Home > AI Solutions > Gen AI > White Papers > Maximizing AI Performance: A Deep Dive into Scalable Inferencing on Dell with NVIDIA > Use Case 1 - Single Model Baseline Test
To start the scaling process, we must first establish a baseline. The baseline starts with deploying a single model on a single GPU and measures the performance of this model. The results will serve as a reference point for evaluating the impact of scaling and different configurations on model performance.
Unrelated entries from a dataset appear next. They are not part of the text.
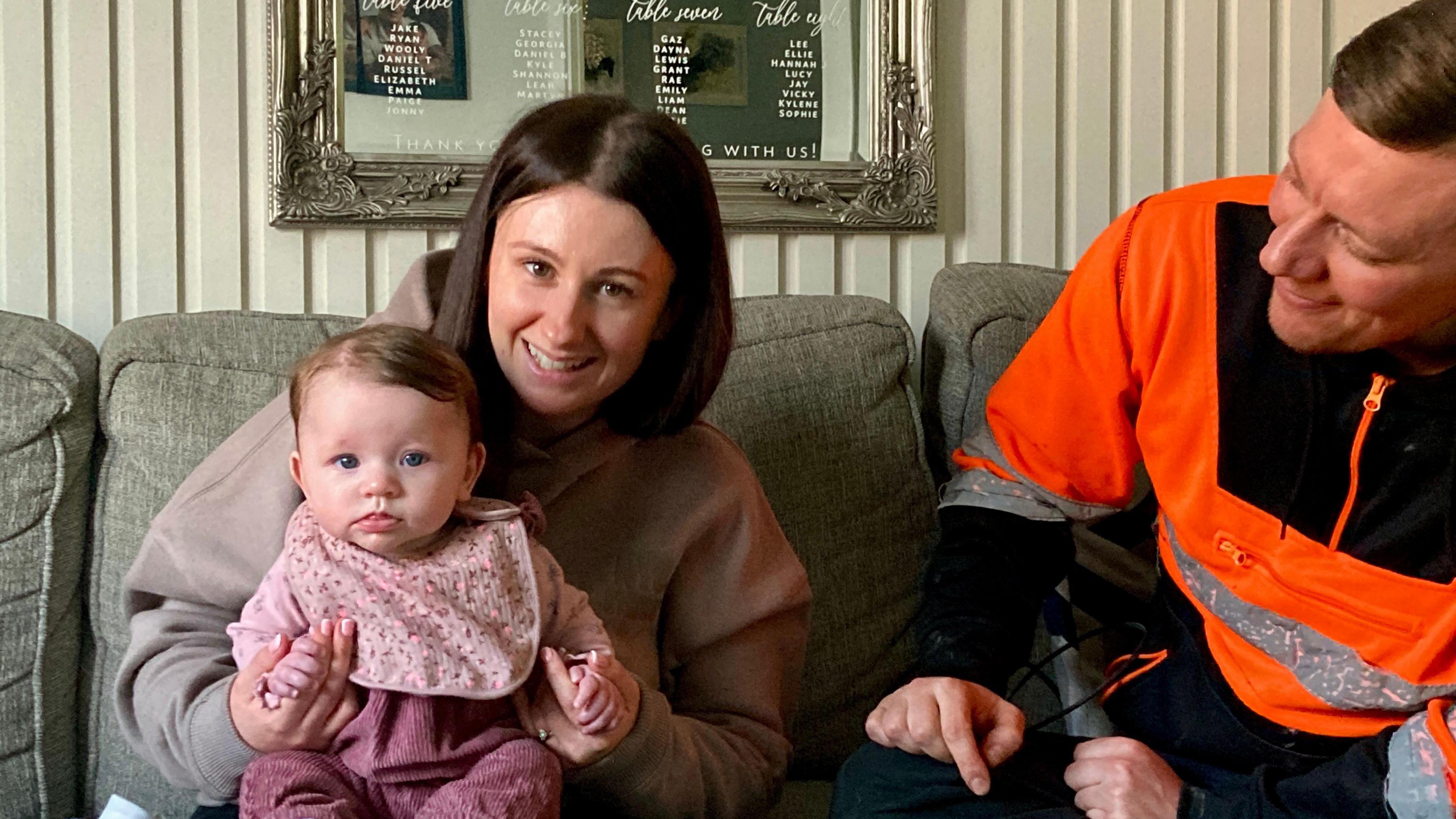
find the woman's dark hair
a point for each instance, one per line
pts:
(1397, 79)
(650, 162)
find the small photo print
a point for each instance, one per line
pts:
(717, 62)
(603, 49)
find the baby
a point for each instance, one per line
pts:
(450, 596)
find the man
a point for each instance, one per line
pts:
(1277, 353)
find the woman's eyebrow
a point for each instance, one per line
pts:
(627, 271)
(533, 247)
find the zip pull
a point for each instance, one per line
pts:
(1238, 556)
(1378, 392)
(1372, 404)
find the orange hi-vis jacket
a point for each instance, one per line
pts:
(1144, 359)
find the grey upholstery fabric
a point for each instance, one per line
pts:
(171, 390)
(981, 315)
(819, 397)
(47, 428)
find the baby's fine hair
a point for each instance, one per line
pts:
(392, 355)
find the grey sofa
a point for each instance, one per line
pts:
(819, 394)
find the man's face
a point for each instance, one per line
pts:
(1363, 253)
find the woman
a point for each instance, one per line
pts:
(590, 295)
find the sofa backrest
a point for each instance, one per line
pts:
(47, 428)
(981, 317)
(817, 394)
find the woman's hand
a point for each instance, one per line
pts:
(598, 706)
(950, 720)
(552, 703)
(322, 704)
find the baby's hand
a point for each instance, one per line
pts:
(298, 672)
(599, 703)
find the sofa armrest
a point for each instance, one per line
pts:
(47, 428)
(981, 317)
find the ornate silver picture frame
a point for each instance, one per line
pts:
(883, 181)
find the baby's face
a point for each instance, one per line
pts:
(382, 465)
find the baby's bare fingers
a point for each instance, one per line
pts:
(612, 709)
(586, 690)
(302, 662)
(593, 709)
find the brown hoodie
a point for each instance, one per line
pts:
(670, 537)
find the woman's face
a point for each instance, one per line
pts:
(577, 283)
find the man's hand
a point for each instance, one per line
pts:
(322, 707)
(1123, 779)
(950, 720)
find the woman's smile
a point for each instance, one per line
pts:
(552, 363)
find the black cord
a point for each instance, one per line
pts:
(1036, 670)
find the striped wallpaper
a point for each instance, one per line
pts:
(133, 167)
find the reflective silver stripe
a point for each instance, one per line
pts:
(1416, 784)
(1331, 671)
(1024, 497)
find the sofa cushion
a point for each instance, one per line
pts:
(819, 395)
(173, 388)
(49, 394)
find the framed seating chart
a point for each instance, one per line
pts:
(811, 114)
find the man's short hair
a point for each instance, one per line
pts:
(1397, 79)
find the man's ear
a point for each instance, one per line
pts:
(474, 465)
(296, 471)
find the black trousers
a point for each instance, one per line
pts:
(886, 781)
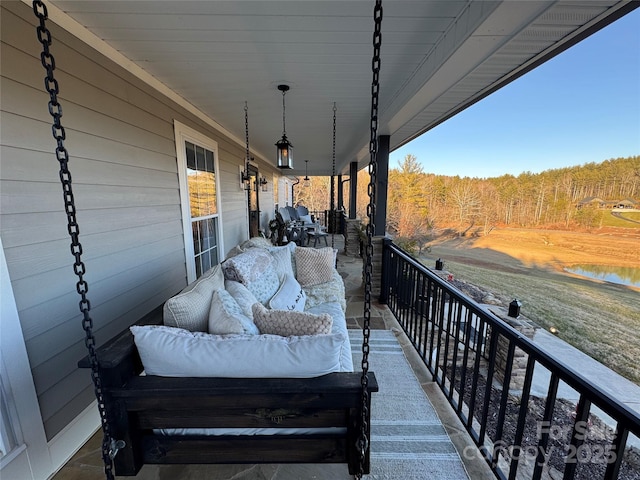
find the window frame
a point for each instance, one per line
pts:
(184, 133)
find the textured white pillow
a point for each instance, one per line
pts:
(173, 352)
(226, 317)
(248, 266)
(242, 295)
(314, 265)
(288, 323)
(282, 260)
(190, 308)
(265, 286)
(290, 296)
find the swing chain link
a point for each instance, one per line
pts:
(363, 442)
(109, 446)
(246, 136)
(333, 175)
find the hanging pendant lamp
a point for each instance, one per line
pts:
(307, 180)
(283, 147)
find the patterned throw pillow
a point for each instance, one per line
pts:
(248, 266)
(242, 295)
(265, 286)
(226, 317)
(282, 260)
(291, 296)
(314, 265)
(287, 324)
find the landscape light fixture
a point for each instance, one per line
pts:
(514, 308)
(307, 181)
(283, 147)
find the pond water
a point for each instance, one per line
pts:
(621, 275)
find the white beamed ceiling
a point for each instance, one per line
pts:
(438, 57)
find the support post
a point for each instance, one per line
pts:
(353, 189)
(382, 183)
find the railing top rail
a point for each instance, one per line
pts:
(575, 380)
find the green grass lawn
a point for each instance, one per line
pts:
(602, 320)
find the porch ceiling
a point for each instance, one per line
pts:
(438, 57)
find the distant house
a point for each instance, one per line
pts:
(627, 203)
(593, 202)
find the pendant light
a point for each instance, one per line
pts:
(284, 148)
(245, 177)
(307, 181)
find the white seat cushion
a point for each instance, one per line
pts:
(174, 352)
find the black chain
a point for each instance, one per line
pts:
(246, 135)
(363, 443)
(333, 175)
(55, 109)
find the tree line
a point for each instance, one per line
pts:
(418, 201)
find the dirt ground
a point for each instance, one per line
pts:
(599, 318)
(521, 250)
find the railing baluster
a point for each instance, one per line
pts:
(578, 435)
(616, 453)
(465, 359)
(522, 417)
(493, 347)
(456, 341)
(503, 404)
(546, 421)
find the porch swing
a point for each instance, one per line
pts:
(133, 406)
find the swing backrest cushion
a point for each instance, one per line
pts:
(173, 352)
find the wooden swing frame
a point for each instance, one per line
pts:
(136, 405)
(132, 406)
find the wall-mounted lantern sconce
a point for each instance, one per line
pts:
(245, 179)
(263, 183)
(514, 308)
(307, 180)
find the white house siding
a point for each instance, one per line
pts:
(121, 142)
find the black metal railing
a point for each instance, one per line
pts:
(531, 416)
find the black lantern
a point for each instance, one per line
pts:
(514, 308)
(306, 179)
(283, 147)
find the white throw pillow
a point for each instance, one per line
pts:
(287, 323)
(248, 266)
(173, 352)
(266, 286)
(242, 295)
(314, 265)
(190, 308)
(226, 316)
(282, 260)
(290, 296)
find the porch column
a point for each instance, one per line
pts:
(382, 183)
(353, 189)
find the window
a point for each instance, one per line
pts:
(199, 194)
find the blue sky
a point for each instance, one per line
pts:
(581, 106)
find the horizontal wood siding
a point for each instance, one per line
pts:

We will begin on a single PowerEdge R760xa and a single PowerEdge XE9680. We will run Llama 3 8B and 70B to test the performance of each model.
Goals:
XE9680-1xH100-Llama3-8B – This test consists of a single XE9680, with a single instance of Llama 3 8B running on a single H100 GPU. The other 7 H100s in this chassis are not used for this test. This test uses FloatingPoint 16.
XE9680-4xH100-Llama3-70B – This test consists of a single XE9680 with a single instance of Llama 3 70B running on 4 H100 GPUs. The other 4 H100s in this chassis are not used for this test. This test uses FloatingPoint 16.
R760xa-1xL40S-Llama3-8B – This test consists of a single R760xa with a single Llama 3 8B instance running on a L40S GPU. The other 3 GPUs in this chassis are not used for this test. This test uses FloatingPoint 16.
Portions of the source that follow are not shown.